«Este processo nunca deveria ter existido, aliás já nasceu torto». Henrique Fernandes está satisfeito com o arquivamento pela Inspecção-Geral de Saúde (IGS) do processo disciplinar movido pelo anterior Conselho de Administração (CA) do Hospital Sousa Martins. Em causa estava, em 2004, a aquisição, a expensas suas, de dois aparelhos novos para o serviço de Oftalmologia, um Yag-Laser e um sinoptóforo, sem a autorização prévia da administração da unidade, então dirigida por José Cunha e a falecida Isabel Garção, respectivamente director clínico e directora do hospital.
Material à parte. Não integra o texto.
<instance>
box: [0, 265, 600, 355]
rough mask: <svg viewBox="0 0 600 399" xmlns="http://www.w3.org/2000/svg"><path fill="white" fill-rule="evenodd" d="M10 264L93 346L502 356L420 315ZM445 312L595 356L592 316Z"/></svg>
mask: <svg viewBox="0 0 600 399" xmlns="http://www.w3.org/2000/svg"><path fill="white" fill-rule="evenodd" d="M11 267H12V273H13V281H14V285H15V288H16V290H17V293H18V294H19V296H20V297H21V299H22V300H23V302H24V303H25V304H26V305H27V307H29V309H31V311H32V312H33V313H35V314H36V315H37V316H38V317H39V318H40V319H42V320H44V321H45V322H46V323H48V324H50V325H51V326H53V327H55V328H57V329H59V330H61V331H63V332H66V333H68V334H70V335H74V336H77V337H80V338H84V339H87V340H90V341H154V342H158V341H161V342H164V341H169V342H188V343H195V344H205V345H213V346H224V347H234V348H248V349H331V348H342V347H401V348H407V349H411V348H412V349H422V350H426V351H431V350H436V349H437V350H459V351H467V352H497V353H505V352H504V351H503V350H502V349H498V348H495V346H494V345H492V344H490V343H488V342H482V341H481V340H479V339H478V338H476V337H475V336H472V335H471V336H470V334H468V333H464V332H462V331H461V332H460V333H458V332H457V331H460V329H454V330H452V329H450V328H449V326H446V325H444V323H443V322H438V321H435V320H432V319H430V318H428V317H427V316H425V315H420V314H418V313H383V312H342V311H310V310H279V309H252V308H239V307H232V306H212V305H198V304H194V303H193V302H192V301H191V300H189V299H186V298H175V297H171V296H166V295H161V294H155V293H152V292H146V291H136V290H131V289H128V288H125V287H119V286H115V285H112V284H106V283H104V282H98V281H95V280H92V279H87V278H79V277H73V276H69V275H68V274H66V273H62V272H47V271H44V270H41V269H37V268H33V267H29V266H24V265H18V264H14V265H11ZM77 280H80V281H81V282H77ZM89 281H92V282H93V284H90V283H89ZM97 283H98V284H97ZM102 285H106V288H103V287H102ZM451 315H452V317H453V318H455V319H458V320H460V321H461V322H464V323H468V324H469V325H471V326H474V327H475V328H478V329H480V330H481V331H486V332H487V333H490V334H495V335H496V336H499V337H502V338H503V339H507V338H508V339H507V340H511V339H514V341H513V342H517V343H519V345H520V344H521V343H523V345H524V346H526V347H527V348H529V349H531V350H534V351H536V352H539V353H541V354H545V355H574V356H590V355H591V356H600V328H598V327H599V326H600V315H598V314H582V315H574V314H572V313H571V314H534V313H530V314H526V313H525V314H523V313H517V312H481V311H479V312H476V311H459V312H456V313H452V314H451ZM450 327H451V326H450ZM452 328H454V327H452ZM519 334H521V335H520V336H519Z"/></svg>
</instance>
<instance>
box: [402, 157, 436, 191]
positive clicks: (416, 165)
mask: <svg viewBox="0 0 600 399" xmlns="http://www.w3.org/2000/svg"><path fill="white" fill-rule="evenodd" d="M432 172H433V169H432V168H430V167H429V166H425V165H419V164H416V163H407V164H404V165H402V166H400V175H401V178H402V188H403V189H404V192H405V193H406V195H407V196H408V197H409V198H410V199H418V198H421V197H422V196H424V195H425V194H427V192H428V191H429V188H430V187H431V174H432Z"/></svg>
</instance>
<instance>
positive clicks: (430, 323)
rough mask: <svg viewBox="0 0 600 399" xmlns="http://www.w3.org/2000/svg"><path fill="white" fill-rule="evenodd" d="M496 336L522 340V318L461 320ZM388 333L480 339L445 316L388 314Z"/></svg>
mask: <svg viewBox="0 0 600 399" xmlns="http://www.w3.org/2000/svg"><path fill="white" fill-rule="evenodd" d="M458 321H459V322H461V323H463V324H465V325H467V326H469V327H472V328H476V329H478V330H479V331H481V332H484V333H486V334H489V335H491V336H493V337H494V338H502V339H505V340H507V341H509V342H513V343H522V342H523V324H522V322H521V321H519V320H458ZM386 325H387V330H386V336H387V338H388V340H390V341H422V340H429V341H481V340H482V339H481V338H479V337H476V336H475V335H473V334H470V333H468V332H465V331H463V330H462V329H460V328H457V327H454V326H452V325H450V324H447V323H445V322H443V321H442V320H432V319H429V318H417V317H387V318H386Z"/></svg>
A ideia era realizar exames e intervenções cirúrgicas, pondo cobro à dependência de outros hospitais, como o da Covilhã, mas na altura essa opção valeu-lhe um processo disciplinar e a acusação de violação dos deveres gerais de zelo e de lealdade por ter colocado aqueles dois equipamentos no serviço. Para além dos 40 mil euros pagos pelos aparelhos. Passados dois anos, a IGS louva a atitude «altruísta» do médico e sustenta que o seu comportamento resultou da «apatia ou ineficiência» manifestada pelo CA de então na resolução das cirurgias do Yag-Laser. «Foi justamente essa inacção que levou o arguido a agir de modo ilícito», continua a IGS no seu relatório, a que “O Interior” teve acesso, ao não respeitar as hierarquias da instituição. «O problema já está ultrapassado», refere Henrique Fernandes, adiantando ter garantias de que o hospital vai suportar os custos de manutenção dos equipamentos em troca da cedência da sua utilização na unidade. «Os aparelhos pertencem à cidade e são para serem utilizados pela população do distrito», sustenta o oftalmologista.
Na altura, o médico justificou a sua invulgar atitude com os riscos de perda de capacidade hospitalar na Guarda porque estava em curso o Plano Nacional da Visão, que determinava o fecho de vários serviços de Oftalmologia em unidades distritais. «Quando comprei o material tirei argumentos ao ministério da Saúde para fechar serviço na Guarda», garante, lembrando que esta tentativa de procedimento disciplinar aconteceu resultou de uma «questão pessoal» de José Cunha e Isabel Garção contra si. «Eles não mexeram um dedo para evitar o fecho da Oftalmologia na Guarda e eu sempre discordei da sua gestão para o hospital, nomeadamente quanto ao fecho da maternidade», recorda. De resto, esperava que a tutela manifestasse «igual empenho» na qualificação técnica do seu serviço, «propiciando a substituição deste material por aparelhos do Estado» e a aquisição de outro equipamento «igualmente necessário». Mas nada mudou até agora. Henrique Fernandes continua resoluto e voltaria a repetir tudo outra vez, pois «a lei deve ser violada quando já não serve as pessoas», defende. E considera que nada teria acontecido se o CA anterior tivesse cumprido «as suas obrigações de prestação de bons cuidados de saúde aos doentes», em vez de «obrigar um médico a substituir-se ao Estado e comprar aparelhos para tratar os seus pacientes».